Weekly US jobless claims fall unexpectedly

Weekly US jobless claims fall unexpectedly

A Help Wanted sign is displayed in a Manhattan store window on December 02, 2022 in New York City.

Spencer Platt | Getty Images

The number of Americans filing new jobless claims fell unexpectedly last week, suggesting the job market remains tight despite higher interest rates.

Initial jobless claims for the state fell by 15,000 to a seasonally adjusted 190,000 in the week ended Jan. 14, the Labor Department said on Thursday. Economists polled by Portal had forecast 214,000 applications last week.

Part of the surprise decline in claims was likely due to ongoing challenges adjusting the data for seasonality earlier in the year.

Seasonal volatility has kept claims at levels consistent with a tight labor market, even as layoffs have accelerated in tech and rate-sensitive sectors like finance and housing.

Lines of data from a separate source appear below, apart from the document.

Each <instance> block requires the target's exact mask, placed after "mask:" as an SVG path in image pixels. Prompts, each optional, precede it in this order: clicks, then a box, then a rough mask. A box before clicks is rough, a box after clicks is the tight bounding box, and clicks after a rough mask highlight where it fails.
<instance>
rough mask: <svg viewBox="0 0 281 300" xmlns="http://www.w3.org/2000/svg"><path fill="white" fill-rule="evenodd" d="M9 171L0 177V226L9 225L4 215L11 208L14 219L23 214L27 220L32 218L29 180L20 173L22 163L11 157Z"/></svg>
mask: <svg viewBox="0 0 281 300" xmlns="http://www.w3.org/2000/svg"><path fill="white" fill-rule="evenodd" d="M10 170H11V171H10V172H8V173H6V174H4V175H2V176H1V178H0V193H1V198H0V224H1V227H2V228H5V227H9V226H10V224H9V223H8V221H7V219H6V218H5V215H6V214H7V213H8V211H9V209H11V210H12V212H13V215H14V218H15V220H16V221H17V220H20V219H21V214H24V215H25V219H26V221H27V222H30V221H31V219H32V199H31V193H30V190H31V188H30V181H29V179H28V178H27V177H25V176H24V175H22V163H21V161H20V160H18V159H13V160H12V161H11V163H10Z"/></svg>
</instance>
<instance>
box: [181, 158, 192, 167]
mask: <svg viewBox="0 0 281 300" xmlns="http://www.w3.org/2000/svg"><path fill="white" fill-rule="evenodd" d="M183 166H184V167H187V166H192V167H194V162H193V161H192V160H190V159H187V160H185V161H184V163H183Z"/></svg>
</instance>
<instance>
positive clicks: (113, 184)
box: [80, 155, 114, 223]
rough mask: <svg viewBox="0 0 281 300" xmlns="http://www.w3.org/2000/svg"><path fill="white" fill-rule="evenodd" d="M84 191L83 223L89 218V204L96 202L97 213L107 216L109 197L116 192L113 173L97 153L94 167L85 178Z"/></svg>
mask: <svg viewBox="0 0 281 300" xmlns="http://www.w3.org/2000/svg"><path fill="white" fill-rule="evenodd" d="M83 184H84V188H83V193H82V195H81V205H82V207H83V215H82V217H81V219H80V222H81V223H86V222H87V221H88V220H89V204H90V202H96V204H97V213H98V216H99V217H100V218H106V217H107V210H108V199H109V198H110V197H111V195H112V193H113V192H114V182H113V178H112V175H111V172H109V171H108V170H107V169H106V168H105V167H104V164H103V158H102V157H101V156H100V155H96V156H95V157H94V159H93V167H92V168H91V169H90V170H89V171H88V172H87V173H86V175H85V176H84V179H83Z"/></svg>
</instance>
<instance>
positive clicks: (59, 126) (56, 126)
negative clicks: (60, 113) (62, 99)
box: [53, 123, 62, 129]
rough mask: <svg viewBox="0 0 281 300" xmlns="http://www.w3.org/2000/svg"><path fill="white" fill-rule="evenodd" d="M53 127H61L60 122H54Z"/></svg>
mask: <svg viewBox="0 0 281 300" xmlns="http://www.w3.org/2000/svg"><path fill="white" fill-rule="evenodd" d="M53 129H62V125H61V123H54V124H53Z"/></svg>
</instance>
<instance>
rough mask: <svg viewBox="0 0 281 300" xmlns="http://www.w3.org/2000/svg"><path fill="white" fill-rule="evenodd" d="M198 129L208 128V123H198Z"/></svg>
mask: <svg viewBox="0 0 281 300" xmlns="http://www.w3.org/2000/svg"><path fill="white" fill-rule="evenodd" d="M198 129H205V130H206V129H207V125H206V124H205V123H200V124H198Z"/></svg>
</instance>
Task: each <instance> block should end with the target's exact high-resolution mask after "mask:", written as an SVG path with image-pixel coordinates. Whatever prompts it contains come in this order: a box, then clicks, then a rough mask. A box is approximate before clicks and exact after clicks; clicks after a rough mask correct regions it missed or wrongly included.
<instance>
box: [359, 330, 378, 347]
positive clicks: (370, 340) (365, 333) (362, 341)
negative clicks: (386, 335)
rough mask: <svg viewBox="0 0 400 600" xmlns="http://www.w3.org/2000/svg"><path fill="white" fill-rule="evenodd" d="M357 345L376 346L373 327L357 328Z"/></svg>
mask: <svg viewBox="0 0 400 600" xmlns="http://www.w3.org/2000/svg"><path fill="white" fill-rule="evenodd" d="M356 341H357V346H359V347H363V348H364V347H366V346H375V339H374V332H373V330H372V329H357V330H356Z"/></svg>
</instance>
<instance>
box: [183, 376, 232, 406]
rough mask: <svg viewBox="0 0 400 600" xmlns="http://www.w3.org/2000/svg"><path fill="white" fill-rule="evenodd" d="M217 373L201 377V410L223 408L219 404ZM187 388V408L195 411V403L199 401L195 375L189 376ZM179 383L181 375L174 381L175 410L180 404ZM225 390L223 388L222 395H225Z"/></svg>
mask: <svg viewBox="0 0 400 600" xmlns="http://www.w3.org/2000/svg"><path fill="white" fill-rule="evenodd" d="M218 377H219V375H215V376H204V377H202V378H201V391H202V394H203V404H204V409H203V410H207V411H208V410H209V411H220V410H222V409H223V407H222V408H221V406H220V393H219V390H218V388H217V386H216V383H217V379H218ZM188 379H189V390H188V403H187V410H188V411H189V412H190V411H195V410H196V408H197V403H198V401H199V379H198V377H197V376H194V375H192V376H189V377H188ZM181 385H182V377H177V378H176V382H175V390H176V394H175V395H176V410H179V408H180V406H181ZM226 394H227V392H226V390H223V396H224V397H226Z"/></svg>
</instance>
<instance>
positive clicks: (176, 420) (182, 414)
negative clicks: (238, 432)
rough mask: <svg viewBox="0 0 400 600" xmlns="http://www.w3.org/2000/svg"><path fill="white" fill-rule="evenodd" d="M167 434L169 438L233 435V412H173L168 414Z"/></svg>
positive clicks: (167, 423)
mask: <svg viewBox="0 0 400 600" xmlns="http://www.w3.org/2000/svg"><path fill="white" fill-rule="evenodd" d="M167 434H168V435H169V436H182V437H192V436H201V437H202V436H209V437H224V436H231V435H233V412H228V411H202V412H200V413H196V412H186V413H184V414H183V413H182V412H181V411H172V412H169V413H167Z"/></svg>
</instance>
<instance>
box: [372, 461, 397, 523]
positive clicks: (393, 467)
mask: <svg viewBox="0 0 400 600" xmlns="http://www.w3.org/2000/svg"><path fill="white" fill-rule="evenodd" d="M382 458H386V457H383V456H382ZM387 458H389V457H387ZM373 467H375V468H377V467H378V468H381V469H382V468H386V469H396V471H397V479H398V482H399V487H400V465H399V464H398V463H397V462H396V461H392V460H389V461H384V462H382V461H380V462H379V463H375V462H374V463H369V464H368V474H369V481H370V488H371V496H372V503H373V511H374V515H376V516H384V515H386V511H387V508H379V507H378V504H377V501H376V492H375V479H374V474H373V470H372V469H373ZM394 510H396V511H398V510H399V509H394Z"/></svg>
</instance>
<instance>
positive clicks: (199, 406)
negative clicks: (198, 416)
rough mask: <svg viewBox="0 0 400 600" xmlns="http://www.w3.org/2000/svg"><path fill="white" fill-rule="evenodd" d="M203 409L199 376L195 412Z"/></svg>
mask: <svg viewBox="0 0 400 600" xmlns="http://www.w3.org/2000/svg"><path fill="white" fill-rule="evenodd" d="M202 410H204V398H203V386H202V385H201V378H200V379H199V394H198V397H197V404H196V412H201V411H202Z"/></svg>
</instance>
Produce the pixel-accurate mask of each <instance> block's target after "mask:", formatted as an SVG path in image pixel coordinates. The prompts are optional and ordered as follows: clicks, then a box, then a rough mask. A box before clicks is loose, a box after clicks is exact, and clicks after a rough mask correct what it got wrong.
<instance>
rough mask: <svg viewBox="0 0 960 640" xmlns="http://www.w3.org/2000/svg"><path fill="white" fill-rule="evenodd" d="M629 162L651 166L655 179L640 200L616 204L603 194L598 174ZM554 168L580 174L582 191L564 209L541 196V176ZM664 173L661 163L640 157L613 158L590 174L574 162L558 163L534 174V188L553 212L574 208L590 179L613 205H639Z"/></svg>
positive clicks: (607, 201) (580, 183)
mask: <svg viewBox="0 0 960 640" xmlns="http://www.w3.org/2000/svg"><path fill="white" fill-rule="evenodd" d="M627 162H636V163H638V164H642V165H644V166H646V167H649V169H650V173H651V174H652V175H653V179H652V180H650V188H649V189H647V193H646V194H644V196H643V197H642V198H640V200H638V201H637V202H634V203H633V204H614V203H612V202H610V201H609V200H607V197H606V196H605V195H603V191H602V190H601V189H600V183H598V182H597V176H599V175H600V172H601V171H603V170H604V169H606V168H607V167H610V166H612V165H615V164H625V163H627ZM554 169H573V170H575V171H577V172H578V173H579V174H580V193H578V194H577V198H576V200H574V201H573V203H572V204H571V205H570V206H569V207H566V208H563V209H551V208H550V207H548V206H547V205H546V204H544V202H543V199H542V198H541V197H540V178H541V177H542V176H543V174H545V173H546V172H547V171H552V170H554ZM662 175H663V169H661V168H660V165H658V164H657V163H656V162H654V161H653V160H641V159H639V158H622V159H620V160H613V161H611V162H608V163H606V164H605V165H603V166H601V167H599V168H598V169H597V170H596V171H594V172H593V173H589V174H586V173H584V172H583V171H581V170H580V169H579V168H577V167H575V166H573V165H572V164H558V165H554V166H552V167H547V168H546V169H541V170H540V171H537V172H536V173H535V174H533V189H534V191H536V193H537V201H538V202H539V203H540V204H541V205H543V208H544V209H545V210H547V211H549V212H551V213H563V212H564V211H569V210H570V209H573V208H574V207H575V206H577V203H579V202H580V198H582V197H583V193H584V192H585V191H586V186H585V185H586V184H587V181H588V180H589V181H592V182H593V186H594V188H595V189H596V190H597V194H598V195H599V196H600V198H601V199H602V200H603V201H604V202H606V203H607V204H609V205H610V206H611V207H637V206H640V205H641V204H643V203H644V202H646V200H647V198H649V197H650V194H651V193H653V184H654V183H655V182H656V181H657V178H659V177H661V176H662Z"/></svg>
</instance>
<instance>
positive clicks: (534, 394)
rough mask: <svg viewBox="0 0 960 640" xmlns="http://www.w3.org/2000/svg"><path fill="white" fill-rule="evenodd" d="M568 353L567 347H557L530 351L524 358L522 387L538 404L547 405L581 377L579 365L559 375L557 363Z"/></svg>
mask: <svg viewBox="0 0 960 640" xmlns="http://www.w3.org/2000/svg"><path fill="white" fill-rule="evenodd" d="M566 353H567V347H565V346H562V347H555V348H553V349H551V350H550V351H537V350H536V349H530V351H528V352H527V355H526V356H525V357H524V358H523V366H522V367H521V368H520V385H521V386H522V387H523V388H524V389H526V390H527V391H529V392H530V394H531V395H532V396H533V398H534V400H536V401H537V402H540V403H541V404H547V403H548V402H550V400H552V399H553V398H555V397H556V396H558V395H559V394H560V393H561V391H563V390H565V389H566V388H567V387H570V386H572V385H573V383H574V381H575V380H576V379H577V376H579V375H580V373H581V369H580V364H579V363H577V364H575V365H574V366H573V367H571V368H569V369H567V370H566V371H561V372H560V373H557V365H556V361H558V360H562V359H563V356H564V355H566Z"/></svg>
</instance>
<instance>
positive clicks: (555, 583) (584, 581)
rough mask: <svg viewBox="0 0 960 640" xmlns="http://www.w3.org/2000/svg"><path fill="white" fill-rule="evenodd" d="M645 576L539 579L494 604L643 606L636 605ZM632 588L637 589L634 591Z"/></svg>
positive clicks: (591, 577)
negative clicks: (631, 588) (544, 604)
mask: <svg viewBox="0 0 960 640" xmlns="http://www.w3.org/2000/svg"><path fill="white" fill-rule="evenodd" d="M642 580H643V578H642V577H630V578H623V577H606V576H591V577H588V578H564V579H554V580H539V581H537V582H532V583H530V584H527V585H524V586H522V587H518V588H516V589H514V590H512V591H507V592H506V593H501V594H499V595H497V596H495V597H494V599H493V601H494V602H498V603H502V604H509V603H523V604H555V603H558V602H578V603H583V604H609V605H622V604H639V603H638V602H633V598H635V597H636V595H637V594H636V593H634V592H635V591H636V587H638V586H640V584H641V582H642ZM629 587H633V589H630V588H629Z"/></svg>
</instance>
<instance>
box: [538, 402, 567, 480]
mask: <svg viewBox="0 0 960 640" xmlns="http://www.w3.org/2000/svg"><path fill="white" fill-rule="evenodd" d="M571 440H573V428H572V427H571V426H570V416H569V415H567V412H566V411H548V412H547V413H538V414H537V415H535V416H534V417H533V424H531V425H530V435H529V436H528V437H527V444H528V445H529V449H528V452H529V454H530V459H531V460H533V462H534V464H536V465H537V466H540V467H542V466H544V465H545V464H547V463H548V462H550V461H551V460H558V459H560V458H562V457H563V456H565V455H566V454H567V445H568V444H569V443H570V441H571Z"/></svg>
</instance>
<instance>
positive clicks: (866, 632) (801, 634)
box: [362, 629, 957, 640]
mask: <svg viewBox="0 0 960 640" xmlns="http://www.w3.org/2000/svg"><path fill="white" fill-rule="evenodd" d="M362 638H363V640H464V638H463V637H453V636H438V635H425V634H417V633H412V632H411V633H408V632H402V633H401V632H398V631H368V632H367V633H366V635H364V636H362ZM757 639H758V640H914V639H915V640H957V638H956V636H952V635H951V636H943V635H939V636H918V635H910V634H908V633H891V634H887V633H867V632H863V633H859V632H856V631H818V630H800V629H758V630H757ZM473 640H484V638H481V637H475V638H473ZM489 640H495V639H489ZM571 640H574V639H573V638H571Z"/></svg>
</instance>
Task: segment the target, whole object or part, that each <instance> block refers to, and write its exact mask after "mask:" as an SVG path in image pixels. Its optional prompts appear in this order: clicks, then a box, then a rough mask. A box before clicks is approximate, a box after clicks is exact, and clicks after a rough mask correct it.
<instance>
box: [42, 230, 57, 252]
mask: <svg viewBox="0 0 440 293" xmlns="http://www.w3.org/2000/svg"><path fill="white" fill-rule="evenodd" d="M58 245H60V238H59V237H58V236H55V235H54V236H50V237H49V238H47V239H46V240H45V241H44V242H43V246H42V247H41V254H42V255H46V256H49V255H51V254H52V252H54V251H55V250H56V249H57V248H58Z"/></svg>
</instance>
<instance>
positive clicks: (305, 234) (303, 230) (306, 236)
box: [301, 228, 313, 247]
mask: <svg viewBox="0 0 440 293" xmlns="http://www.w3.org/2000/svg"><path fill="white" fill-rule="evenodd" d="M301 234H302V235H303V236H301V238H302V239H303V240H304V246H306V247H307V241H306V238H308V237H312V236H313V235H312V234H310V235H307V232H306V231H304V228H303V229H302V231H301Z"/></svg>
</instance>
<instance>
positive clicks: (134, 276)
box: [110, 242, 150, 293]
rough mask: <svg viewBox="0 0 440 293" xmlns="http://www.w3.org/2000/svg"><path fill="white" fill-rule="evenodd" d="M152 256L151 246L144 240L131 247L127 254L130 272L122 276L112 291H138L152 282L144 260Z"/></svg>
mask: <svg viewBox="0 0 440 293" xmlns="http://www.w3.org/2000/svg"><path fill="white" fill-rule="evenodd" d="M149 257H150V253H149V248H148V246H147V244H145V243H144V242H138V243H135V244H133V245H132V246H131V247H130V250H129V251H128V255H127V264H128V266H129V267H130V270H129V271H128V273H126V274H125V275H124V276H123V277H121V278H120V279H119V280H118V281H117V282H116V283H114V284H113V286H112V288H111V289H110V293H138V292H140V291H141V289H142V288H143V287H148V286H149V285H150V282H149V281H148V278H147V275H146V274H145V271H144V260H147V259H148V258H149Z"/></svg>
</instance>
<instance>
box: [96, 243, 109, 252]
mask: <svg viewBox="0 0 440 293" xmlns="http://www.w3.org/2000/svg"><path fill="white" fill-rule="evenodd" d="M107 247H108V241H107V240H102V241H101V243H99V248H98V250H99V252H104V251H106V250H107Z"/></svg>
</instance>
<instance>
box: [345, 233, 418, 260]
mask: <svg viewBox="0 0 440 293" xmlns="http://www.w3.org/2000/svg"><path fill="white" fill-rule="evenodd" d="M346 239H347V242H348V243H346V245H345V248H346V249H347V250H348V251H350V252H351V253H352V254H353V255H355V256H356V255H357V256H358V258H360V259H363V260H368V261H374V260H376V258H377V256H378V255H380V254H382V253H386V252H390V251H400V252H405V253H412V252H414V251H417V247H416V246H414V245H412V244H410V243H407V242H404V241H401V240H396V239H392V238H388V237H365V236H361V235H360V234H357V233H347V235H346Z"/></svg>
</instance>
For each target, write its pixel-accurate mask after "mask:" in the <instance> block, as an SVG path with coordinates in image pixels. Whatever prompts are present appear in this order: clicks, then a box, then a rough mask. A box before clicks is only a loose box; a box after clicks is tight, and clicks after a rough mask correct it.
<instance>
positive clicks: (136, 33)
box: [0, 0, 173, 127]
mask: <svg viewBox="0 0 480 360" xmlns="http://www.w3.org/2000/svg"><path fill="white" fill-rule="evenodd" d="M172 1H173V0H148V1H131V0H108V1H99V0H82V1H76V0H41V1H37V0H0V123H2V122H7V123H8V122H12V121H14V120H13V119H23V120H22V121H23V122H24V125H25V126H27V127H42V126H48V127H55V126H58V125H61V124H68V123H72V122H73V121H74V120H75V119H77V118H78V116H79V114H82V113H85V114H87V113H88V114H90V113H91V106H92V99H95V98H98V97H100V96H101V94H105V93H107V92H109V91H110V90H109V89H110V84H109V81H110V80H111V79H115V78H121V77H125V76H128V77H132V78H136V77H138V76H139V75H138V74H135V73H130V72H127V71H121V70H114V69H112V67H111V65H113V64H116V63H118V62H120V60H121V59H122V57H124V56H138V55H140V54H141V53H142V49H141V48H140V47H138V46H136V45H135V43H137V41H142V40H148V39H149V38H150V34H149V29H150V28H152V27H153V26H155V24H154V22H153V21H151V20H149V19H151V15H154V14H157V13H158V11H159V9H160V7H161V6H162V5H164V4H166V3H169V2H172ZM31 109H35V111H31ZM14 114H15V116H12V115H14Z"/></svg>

Microsoft said Wednesday it would cut 10,000 jobs, joining cloud-computing rival Amazon.com, which this month began telling employees about its own 18,000 job cuts. Economists warned against interpreting the tech layoffs as an indication of deteriorating labor market conditions, arguing that these companies are the right size after over-hiring during the Covid-19 pandemic.

“The technology sector is just getting back to where it was in 2020 or 2021, which I don’t think is a bad situation,” said John Blevins, visiting professor at SC Johnson College of Business at Cornell. “It’s still a huge workforce. Those people who get laid off at these big tech companies will find new replacement jobs almost immediately.”

Outside of the tech industry, economists say companies are generally reluctant to send workers home after struggling to find workers during the pandemic. They expect companies to cut hiring before resorting to layoffs.

In fact, the Federal Reserve’s Beige Book reported on Wednesday that “many firms were reluctant to lay off employees even as demand for their goods and services slacked, and planned to reduce headcount through turnover where necessary.”

The claims data covered the period when the government surveyed businesses about the non-farm payrolls component in the January jobs report.

Applications declined between the December and January survey weeks. The economy created 223,000 jobs in January.

Data next week on the number of people receiving benefits after an initial week of assistance, a proxy for hiring, will shed more light on January job growth. For the week ended January 7, so-called ongoing claims rose by 17,000 to 1.647 million, the claims report showed.